Por eso pretendo proponer un análisis más acorde con la realidad.
Entre los países de Europa, además, sólo Francia, con el Reino Unido en menor medida, experimenta disturbios urbanos de tal magnitud y tal violencia. Este fenómeno no existe en Alemania, España o Italia. Las dificultades sociales de ciertos suburbios de esos países no son menores que las de las ciudades de Seine-Saint-Denis. Pero no se queman.

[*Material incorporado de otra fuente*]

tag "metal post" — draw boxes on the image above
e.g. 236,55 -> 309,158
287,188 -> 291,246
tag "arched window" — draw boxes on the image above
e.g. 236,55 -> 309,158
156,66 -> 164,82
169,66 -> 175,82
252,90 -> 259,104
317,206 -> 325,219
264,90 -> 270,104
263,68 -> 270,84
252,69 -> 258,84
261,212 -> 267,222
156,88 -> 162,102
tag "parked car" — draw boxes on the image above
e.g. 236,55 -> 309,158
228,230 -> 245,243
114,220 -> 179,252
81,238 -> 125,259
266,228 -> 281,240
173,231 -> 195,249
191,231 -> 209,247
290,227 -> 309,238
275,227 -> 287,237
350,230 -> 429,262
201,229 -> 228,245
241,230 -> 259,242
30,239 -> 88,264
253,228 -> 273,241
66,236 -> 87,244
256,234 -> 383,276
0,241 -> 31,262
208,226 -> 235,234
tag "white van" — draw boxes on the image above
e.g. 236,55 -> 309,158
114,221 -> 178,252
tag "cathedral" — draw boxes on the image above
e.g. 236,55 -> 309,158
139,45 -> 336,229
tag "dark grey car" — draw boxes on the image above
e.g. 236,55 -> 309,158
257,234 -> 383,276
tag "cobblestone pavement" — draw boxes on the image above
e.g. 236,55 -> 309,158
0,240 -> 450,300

Por eso es necesario decir definitivamente lo que no es esta crisis. La trágica muerte del joven Nahel lamentablemente fue solo un pretexto en la oleada de violencia que sufrimos. Frente a los jueces, los alborotadores no mencionan este evento o lo hacen poco. No tienen proyecto, salvo vomitar su odio a la Policía y quemar o destruir servicios públicos y comercios, en un planteamiento suicida que los aísla aún más del resto de la nación.
Esta crisis tampoco es un problema de pobreza o abandono.
Por supuesto, muchas dificultades se concentran en estas áreas -desempleo, fracaso escolar, discriminación-, pero la generosidad de nuestro sistema social, los esfuerzos en materia de empleo y formación, la prioridad dada a la instalación de servicios públicos y, más ampliamente, las inversiones masivas realizadas para la renovación urbana hacen que sea imposible hablar de abandono. Sin estas políticas la situación sería mucho peor. Evidentemente, el camino hacia la igualdad aún es largo, pero nada justifica lo que acabamos de vivir.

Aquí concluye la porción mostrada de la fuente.